Movie Date: Song One
STARRING: Anne Hathaway, Mary Steenburgen, Johnny Flynn, Ben Rosenfield
DIRECTOR: Kate Barker-Froyland
THE SKINNY: Anthropologist Franny (Hathaway) returns home when her estranged music-loving brother Henry (Rosenfield) falls into a coma. In an effort to better understand him, she tracks down his favourite musician James Forester (Flynn) and ends up in a romantic relationship with him. James comforts Franny and also plays music for her comatose brother, bringing relief to the family.
THE CONSENSUS: Newcomer Flynn is the shining star of this rather mesmerising music movie that hits the right notes.
The best kind of music movies are the ones with real musicians.
It always kind of bothered me that Rachael Leigh Cook and her bandmates didn't actually sing or play in Josie And The Pussycats.
Same with Diane Lane in Streets Of Fire.
Song One benefits enormously from having real-life singer-songwriter Flynn starring as folk-rock hero James Forester.
He has that special rock star charisma, and when he performs his music, you enjoy it as a movie and music performance.
Aside from this, the main thing I love about Song One is that it sort of transcends itself.

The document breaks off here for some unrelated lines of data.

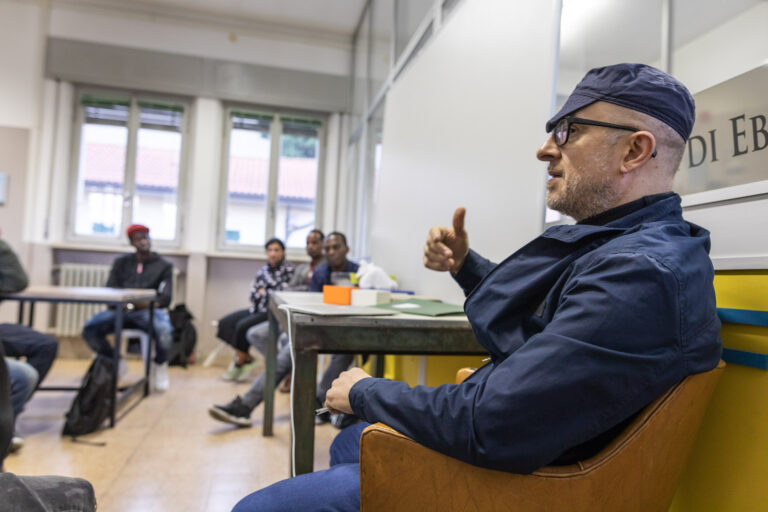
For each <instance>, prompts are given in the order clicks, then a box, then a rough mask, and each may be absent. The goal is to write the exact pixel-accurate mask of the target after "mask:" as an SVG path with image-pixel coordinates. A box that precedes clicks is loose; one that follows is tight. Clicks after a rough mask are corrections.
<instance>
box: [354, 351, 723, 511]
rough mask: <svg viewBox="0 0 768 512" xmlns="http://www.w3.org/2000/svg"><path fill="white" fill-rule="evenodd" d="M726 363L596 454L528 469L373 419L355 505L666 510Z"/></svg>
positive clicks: (443, 508) (379, 505)
mask: <svg viewBox="0 0 768 512" xmlns="http://www.w3.org/2000/svg"><path fill="white" fill-rule="evenodd" d="M724 367H725V363H723V362H721V363H720V364H719V365H718V367H717V368H715V369H713V370H710V371H709V372H705V373H700V374H697V375H691V376H689V377H687V378H685V379H684V380H683V381H682V382H680V383H679V384H678V385H676V386H674V387H673V388H672V389H670V390H669V391H668V392H667V393H665V394H664V395H663V396H661V397H659V398H658V399H657V400H655V401H654V402H653V403H652V404H651V405H649V406H648V407H646V409H645V410H643V411H642V412H641V413H640V414H639V415H638V417H637V418H635V420H634V421H633V422H632V423H631V424H630V425H629V426H628V427H627V428H626V429H625V430H624V432H623V433H622V434H620V435H619V436H618V437H617V438H616V439H615V440H614V441H613V442H611V443H610V444H609V445H608V446H606V447H605V448H604V449H603V450H601V451H600V453H598V454H597V455H595V456H594V457H592V458H590V459H588V460H585V461H583V462H580V463H578V464H574V465H570V466H547V467H544V468H541V469H540V470H538V471H536V472H534V473H532V474H530V475H518V474H512V473H504V472H501V471H493V470H490V469H484V468H479V467H476V466H472V465H469V464H466V463H464V462H461V461H459V460H456V459H452V458H450V457H448V456H446V455H443V454H440V453H437V452H434V451H432V450H430V449H428V448H425V447H424V446H422V445H419V444H418V443H416V442H414V441H413V440H411V439H409V438H407V437H405V436H403V435H401V434H399V433H397V432H395V431H394V430H392V429H389V428H388V427H386V426H383V425H379V424H377V425H372V426H371V427H368V429H366V431H365V432H364V433H363V437H362V440H361V454H360V460H361V465H360V475H361V479H360V483H361V504H362V510H363V511H366V512H367V511H375V510H385V509H386V510H420V511H426V510H436V511H437V510H451V509H452V508H455V507H456V504H461V507H462V510H465V511H475V510H477V511H481V510H482V511H492V510H508V509H513V510H515V511H516V512H549V511H552V510H568V511H569V512H579V511H583V512H594V511H603V510H605V511H613V510H617V511H618V510H620V511H622V512H666V510H667V509H668V507H669V505H670V503H671V501H672V498H673V497H674V493H675V491H676V489H677V485H678V482H679V480H680V477H681V476H682V473H683V470H684V469H685V465H686V462H687V459H688V455H689V454H690V451H691V449H692V447H693V444H694V441H695V439H696V435H697V432H698V429H699V426H700V424H701V421H702V419H703V417H704V414H705V412H706V409H707V406H708V404H709V401H710V398H711V396H712V393H713V391H714V388H715V385H716V384H717V381H718V379H719V377H720V375H721V374H722V371H723V369H724ZM512 504H514V505H512Z"/></svg>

I think it is better than they intended it to be.
What you have here is the story of a girl finding comfort with a musician as her brother lies in a coma.
The musician, James, seems almost like a supernatural figure, like a guardian angel.
The film is grounded in reality, and yet I kept looking for clues that James is some sort of spirit.
Hathaway is really wonderful in the film, and she is really great at making you feel a part of what she is going through, like the scene where she first has James come to the hospital to play for her brother.
Just the idea of a boy's favourite musician trying to awaken him from an endless slumber with a song is deeply moving.
If you're born and bred on Hollywood romance movies, then forget about Song One.
It is far from your typical run-of-the-mill fare.
That said, it is not entirely original, but its down-to-earth qualities help elevate it from being a snoozefest.
With the story revolving around estranged family relationships plus a whirlwind romance, it is so easy to steer into the manipulative, teary territory of Nicholas Sparks movie adaptations.
The first-time feature film director also deserves a pat on the back for her visual storytelling skills, making New York - Brooklyn in particular - even cooler.
It is a pity though, that with two Oscar winners on board - Hathaway and Steenburgen as Franny's mum - the plot doesn't offer them much to do, though some of the best moments are the touching scenes between the duo.
Flynn is so perfectly cast.
The British newcomer not only looks the part of an indie folk singer, he has the real abilities of singing and playing, making him more mesmerising. It is no wonder Franny has that instant connection with him.
Although their coupling comes a bit fast, their innate chemistry never makes the romance look forced.
While Song One never really soars to a high note, it is nevertheless a sweet tale of how music can heal all wounds.